Given a matrix with dimension NxN, rotate the matrix in place the 90 degrees clockwise and anti-clockwise.
For example, original Matrix 3×3:
vector<vector<int>> matrix({
{1, 2, 3},
{4, 5, 6},
{7, 8, 9}
});
Rotating it 90 degree clockwise would make it:
vector<vector<int>> matrix({
{7, 4, 1},
{8, 5, 2},
{9, 6, 3}
});
To solve this problem (rotate a matrix), the tricks is to use two-step process: First Transpose the matrix (which mirrors by diagonal) Then swap rows or columns by the middle row or middle column.
Transpose a Matrix in-place
Transposing a matrix, we want to swap the matrix[i][j] by matrix[j][i] once.

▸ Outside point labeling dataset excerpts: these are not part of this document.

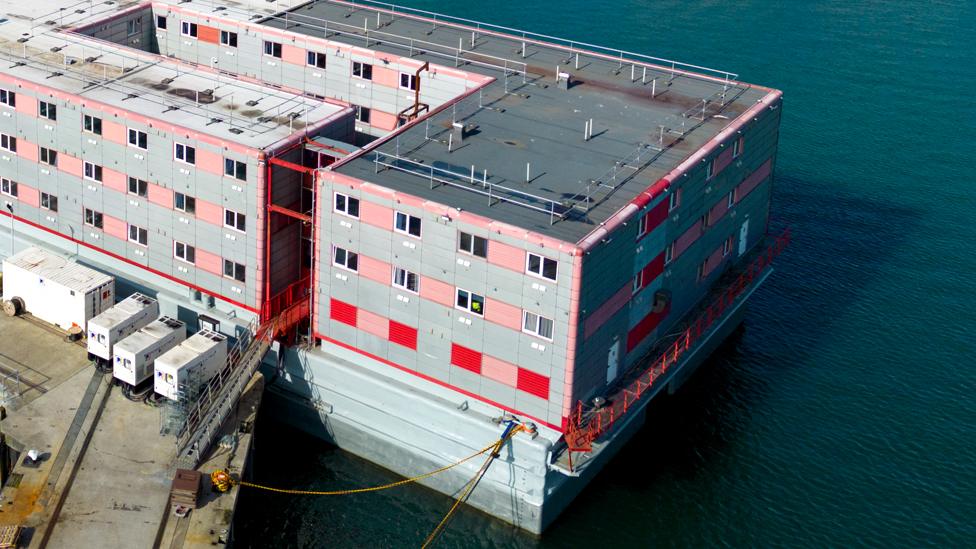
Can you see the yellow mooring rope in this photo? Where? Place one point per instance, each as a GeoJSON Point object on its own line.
{"type": "Point", "coordinates": [223, 481]}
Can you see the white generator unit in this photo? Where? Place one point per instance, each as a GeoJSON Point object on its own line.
{"type": "Point", "coordinates": [191, 365]}
{"type": "Point", "coordinates": [105, 330]}
{"type": "Point", "coordinates": [54, 289]}
{"type": "Point", "coordinates": [135, 355]}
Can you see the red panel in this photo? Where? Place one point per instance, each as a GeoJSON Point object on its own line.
{"type": "Point", "coordinates": [645, 327]}
{"type": "Point", "coordinates": [401, 334]}
{"type": "Point", "coordinates": [208, 34]}
{"type": "Point", "coordinates": [342, 312]}
{"type": "Point", "coordinates": [469, 359]}
{"type": "Point", "coordinates": [655, 216]}
{"type": "Point", "coordinates": [533, 383]}
{"type": "Point", "coordinates": [652, 270]}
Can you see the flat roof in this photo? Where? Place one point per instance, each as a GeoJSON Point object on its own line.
{"type": "Point", "coordinates": [523, 123]}
{"type": "Point", "coordinates": [36, 46]}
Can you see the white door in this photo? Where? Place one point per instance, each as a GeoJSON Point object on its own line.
{"type": "Point", "coordinates": [744, 237]}
{"type": "Point", "coordinates": [613, 361]}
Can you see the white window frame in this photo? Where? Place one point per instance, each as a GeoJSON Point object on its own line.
{"type": "Point", "coordinates": [228, 38]}
{"type": "Point", "coordinates": [347, 258]}
{"type": "Point", "coordinates": [47, 156]}
{"type": "Point", "coordinates": [141, 234]}
{"type": "Point", "coordinates": [186, 149]}
{"type": "Point", "coordinates": [88, 124]}
{"type": "Point", "coordinates": [404, 284]}
{"type": "Point", "coordinates": [406, 231]}
{"type": "Point", "coordinates": [139, 137]}
{"type": "Point", "coordinates": [234, 267]}
{"type": "Point", "coordinates": [47, 110]}
{"type": "Point", "coordinates": [469, 296]}
{"type": "Point", "coordinates": [96, 172]}
{"type": "Point", "coordinates": [8, 187]}
{"type": "Point", "coordinates": [8, 143]}
{"type": "Point", "coordinates": [348, 202]}
{"type": "Point", "coordinates": [537, 330]}
{"type": "Point", "coordinates": [8, 98]}
{"type": "Point", "coordinates": [411, 81]}
{"type": "Point", "coordinates": [474, 239]}
{"type": "Point", "coordinates": [239, 219]}
{"type": "Point", "coordinates": [189, 252]}
{"type": "Point", "coordinates": [188, 29]}
{"type": "Point", "coordinates": [542, 267]}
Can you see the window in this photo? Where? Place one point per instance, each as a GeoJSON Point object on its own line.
{"type": "Point", "coordinates": [228, 38]}
{"type": "Point", "coordinates": [8, 187]}
{"type": "Point", "coordinates": [234, 270]}
{"type": "Point", "coordinates": [471, 302]}
{"type": "Point", "coordinates": [138, 139]}
{"type": "Point", "coordinates": [138, 235]}
{"type": "Point", "coordinates": [315, 59]}
{"type": "Point", "coordinates": [185, 153]}
{"type": "Point", "coordinates": [674, 200]}
{"type": "Point", "coordinates": [233, 168]}
{"type": "Point", "coordinates": [184, 203]}
{"type": "Point", "coordinates": [93, 124]}
{"type": "Point", "coordinates": [407, 224]}
{"type": "Point", "coordinates": [138, 187]}
{"type": "Point", "coordinates": [93, 171]}
{"type": "Point", "coordinates": [47, 110]}
{"type": "Point", "coordinates": [474, 245]}
{"type": "Point", "coordinates": [345, 259]}
{"type": "Point", "coordinates": [188, 29]}
{"type": "Point", "coordinates": [272, 48]}
{"type": "Point", "coordinates": [49, 157]}
{"type": "Point", "coordinates": [362, 114]}
{"type": "Point", "coordinates": [347, 205]}
{"type": "Point", "coordinates": [93, 218]}
{"type": "Point", "coordinates": [408, 81]}
{"type": "Point", "coordinates": [184, 252]}
{"type": "Point", "coordinates": [405, 279]}
{"type": "Point", "coordinates": [234, 220]}
{"type": "Point", "coordinates": [8, 142]}
{"type": "Point", "coordinates": [537, 325]}
{"type": "Point", "coordinates": [49, 202]}
{"type": "Point", "coordinates": [541, 266]}
{"type": "Point", "coordinates": [362, 70]}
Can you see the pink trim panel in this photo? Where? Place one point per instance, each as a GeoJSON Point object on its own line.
{"type": "Point", "coordinates": [209, 262]}
{"type": "Point", "coordinates": [753, 181]}
{"type": "Point", "coordinates": [161, 196]}
{"type": "Point", "coordinates": [506, 256]}
{"type": "Point", "coordinates": [210, 212]}
{"type": "Point", "coordinates": [115, 227]}
{"type": "Point", "coordinates": [606, 311]}
{"type": "Point", "coordinates": [437, 291]}
{"type": "Point", "coordinates": [499, 370]}
{"type": "Point", "coordinates": [687, 239]}
{"type": "Point", "coordinates": [503, 314]}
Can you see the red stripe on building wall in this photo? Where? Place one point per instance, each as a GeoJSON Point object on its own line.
{"type": "Point", "coordinates": [342, 312]}
{"type": "Point", "coordinates": [645, 327]}
{"type": "Point", "coordinates": [533, 383]}
{"type": "Point", "coordinates": [469, 359]}
{"type": "Point", "coordinates": [401, 334]}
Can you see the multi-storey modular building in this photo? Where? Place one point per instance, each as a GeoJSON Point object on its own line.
{"type": "Point", "coordinates": [488, 224]}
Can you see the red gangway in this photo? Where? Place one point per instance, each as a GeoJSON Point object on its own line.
{"type": "Point", "coordinates": [585, 427]}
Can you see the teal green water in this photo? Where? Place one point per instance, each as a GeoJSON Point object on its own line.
{"type": "Point", "coordinates": [844, 413]}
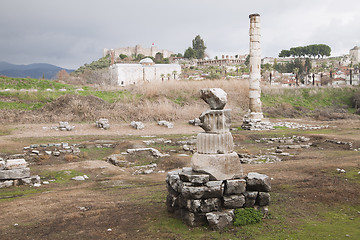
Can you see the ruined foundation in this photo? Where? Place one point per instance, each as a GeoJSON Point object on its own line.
{"type": "Point", "coordinates": [197, 200]}
{"type": "Point", "coordinates": [214, 186]}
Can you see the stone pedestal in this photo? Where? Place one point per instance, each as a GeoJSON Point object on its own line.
{"type": "Point", "coordinates": [218, 166]}
{"type": "Point", "coordinates": [198, 200]}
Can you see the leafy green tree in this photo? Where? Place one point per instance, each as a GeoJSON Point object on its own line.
{"type": "Point", "coordinates": [284, 53]}
{"type": "Point", "coordinates": [199, 47]}
{"type": "Point", "coordinates": [190, 53]}
{"type": "Point", "coordinates": [123, 56]}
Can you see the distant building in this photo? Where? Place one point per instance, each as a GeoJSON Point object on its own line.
{"type": "Point", "coordinates": [226, 60]}
{"type": "Point", "coordinates": [355, 54]}
{"type": "Point", "coordinates": [130, 51]}
{"type": "Point", "coordinates": [145, 71]}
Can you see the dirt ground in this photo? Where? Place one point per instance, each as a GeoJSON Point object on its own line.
{"type": "Point", "coordinates": [114, 204]}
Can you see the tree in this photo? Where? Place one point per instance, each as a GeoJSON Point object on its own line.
{"type": "Point", "coordinates": [199, 47]}
{"type": "Point", "coordinates": [123, 56]}
{"type": "Point", "coordinates": [284, 53]}
{"type": "Point", "coordinates": [190, 53]}
{"type": "Point", "coordinates": [159, 57]}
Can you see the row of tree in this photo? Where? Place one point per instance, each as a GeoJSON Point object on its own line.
{"type": "Point", "coordinates": [314, 50]}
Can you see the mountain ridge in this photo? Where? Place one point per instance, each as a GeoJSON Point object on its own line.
{"type": "Point", "coordinates": [34, 70]}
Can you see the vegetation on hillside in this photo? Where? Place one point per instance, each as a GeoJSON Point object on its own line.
{"type": "Point", "coordinates": [171, 101]}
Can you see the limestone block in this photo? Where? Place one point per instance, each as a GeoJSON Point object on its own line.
{"type": "Point", "coordinates": [15, 163]}
{"type": "Point", "coordinates": [8, 183]}
{"type": "Point", "coordinates": [212, 143]}
{"type": "Point", "coordinates": [250, 198]}
{"type": "Point", "coordinates": [236, 186]}
{"type": "Point", "coordinates": [166, 124]}
{"type": "Point", "coordinates": [172, 202]}
{"type": "Point", "coordinates": [220, 220]}
{"type": "Point", "coordinates": [2, 164]}
{"type": "Point", "coordinates": [103, 123]}
{"type": "Point", "coordinates": [258, 182]}
{"type": "Point", "coordinates": [216, 121]}
{"type": "Point", "coordinates": [137, 125]}
{"type": "Point", "coordinates": [212, 189]}
{"type": "Point", "coordinates": [193, 177]}
{"type": "Point", "coordinates": [215, 97]}
{"type": "Point", "coordinates": [193, 219]}
{"type": "Point", "coordinates": [263, 199]}
{"type": "Point", "coordinates": [234, 201]}
{"type": "Point", "coordinates": [173, 179]}
{"type": "Point", "coordinates": [14, 173]}
{"type": "Point", "coordinates": [203, 205]}
{"type": "Point", "coordinates": [219, 166]}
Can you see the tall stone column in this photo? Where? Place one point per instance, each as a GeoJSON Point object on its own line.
{"type": "Point", "coordinates": [255, 67]}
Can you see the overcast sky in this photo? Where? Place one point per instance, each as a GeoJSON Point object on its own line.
{"type": "Point", "coordinates": [69, 33]}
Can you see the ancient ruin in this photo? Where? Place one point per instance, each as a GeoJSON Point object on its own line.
{"type": "Point", "coordinates": [14, 172]}
{"type": "Point", "coordinates": [255, 119]}
{"type": "Point", "coordinates": [214, 186]}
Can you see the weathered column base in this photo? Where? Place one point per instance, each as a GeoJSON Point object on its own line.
{"type": "Point", "coordinates": [218, 166]}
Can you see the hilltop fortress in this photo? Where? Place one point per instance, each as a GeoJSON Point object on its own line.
{"type": "Point", "coordinates": [130, 51]}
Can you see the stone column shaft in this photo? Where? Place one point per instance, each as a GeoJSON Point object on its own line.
{"type": "Point", "coordinates": [255, 68]}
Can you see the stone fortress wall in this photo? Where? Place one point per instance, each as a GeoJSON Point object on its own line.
{"type": "Point", "coordinates": [128, 74]}
{"type": "Point", "coordinates": [129, 51]}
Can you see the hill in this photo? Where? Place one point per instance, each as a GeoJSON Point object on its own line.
{"type": "Point", "coordinates": [35, 70]}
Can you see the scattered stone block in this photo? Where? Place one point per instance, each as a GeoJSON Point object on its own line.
{"type": "Point", "coordinates": [14, 173]}
{"type": "Point", "coordinates": [78, 178]}
{"type": "Point", "coordinates": [15, 163]}
{"type": "Point", "coordinates": [250, 198]}
{"type": "Point", "coordinates": [7, 183]}
{"type": "Point", "coordinates": [236, 186]}
{"type": "Point", "coordinates": [103, 123]}
{"type": "Point", "coordinates": [216, 98]}
{"type": "Point", "coordinates": [258, 182]}
{"type": "Point", "coordinates": [137, 125]}
{"type": "Point", "coordinates": [166, 124]}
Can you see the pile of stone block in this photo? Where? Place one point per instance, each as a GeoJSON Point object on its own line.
{"type": "Point", "coordinates": [15, 172]}
{"type": "Point", "coordinates": [166, 124]}
{"type": "Point", "coordinates": [137, 125]}
{"type": "Point", "coordinates": [54, 149]}
{"type": "Point", "coordinates": [103, 123]}
{"type": "Point", "coordinates": [64, 126]}
{"type": "Point", "coordinates": [198, 200]}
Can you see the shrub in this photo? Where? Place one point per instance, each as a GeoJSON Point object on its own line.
{"type": "Point", "coordinates": [245, 216]}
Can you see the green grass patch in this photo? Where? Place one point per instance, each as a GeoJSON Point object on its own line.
{"type": "Point", "coordinates": [60, 177]}
{"type": "Point", "coordinates": [8, 194]}
{"type": "Point", "coordinates": [20, 105]}
{"type": "Point", "coordinates": [310, 98]}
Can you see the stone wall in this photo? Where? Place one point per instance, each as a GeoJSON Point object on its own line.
{"type": "Point", "coordinates": [15, 172]}
{"type": "Point", "coordinates": [129, 51]}
{"type": "Point", "coordinates": [198, 200]}
{"type": "Point", "coordinates": [127, 74]}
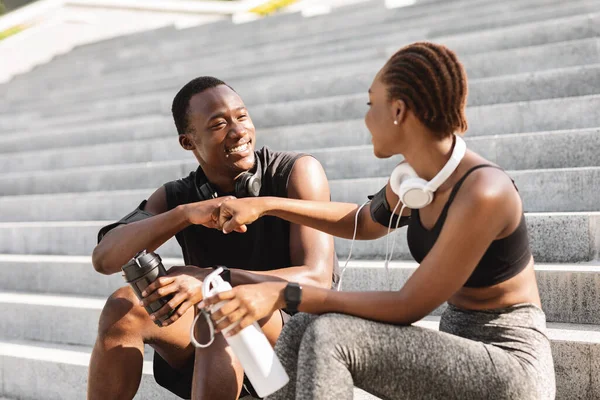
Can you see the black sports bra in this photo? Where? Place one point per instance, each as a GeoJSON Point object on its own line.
{"type": "Point", "coordinates": [504, 259]}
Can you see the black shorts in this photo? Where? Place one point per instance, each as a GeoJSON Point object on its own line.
{"type": "Point", "coordinates": [179, 381]}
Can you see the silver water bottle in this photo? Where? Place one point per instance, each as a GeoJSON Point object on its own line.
{"type": "Point", "coordinates": [143, 269]}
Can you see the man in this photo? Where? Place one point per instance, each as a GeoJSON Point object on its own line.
{"type": "Point", "coordinates": [212, 123]}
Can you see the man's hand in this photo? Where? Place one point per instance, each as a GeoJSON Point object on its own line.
{"type": "Point", "coordinates": [245, 305]}
{"type": "Point", "coordinates": [234, 215]}
{"type": "Point", "coordinates": [200, 213]}
{"type": "Point", "coordinates": [184, 283]}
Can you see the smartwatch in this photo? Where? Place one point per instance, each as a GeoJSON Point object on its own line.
{"type": "Point", "coordinates": [292, 295]}
{"type": "Point", "coordinates": [226, 274]}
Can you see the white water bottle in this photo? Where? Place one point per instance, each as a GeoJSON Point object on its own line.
{"type": "Point", "coordinates": [250, 345]}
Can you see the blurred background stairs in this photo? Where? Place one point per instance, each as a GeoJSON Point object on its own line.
{"type": "Point", "coordinates": [86, 137]}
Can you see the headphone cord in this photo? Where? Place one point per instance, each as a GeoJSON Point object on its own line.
{"type": "Point", "coordinates": [387, 260]}
{"type": "Point", "coordinates": [352, 244]}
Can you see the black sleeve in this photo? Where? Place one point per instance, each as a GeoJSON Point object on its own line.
{"type": "Point", "coordinates": [136, 215]}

So we can iterate the bottom half or the top half of the matrix.
void transposeMatrix(vector<vector<int>> &matrix) {
int N = matrix.size();
if (N == 0) return;
assert(matrix[0].size() == N); // make sure it is NxN
for (int r = 0; r < N; ++ r) {
for (int c = 0; c < r; ++ c) { // bottom half
swap(matrix[r][c], matrix[c][r]);
}
}
}
We don’t need to do anything to the elements in the matrix diagonal since it won’t make a difference.
Rotate a Matrix in Place 90 degree clockwise
With the transposed matrix we have the following:
vector<vector<int>> matrix({
{1, 4, 7},
{2, 5, 8},
{3, 6, 9}
});
Now, we can observe that we simply need to swap the colums by the centeral column:
void rotateClockwise(vector<vector<int>> &matrix) {
int N = matrix.size();
if (N == 0) return;
assert(matrix[0].size() == N); // make sure it is NxN
transposeMatrix(matrix);
for (int r = 0; r < N; ++ r) {
for (int c = 0; c < N / 2; ++ c) {
swap(matrix[r][c], matrix[r][N - c - 1]);
}
}
}
Rotate a Matrix in Place 90 degree Anti-clockwise
Similarly, we can swap the rows in order to make:
vector<vector<int>> matrix({
{3, 6, 9},
{2, 5, 8},
{1, 4, 7}
});
void rotateAntiClockwise(vector<vector<int>> &matrix) {
int N = matrix.size();
if (N == 0) return;
assert(matrix[0].size() == N); // make sure it is NxN
transposeMatrix(matrix);
for (int r = 0; r < N / 2; ++ r) {
for (int c = 0; c < M; ++ c) {
swap(matrix[r][c], matrix[N - r - 1][c]);
}
}
}
Test Cases for Rotating Matrix
- Empty {{}}
- Single Element
- Identity Matrics
- Sparse Matrics
- Elements in one half (bottom or top)
The time complexity for all above implementations are O(N^2) and the space requirement is O(1) constant since we are doing it in-place without allocating new space.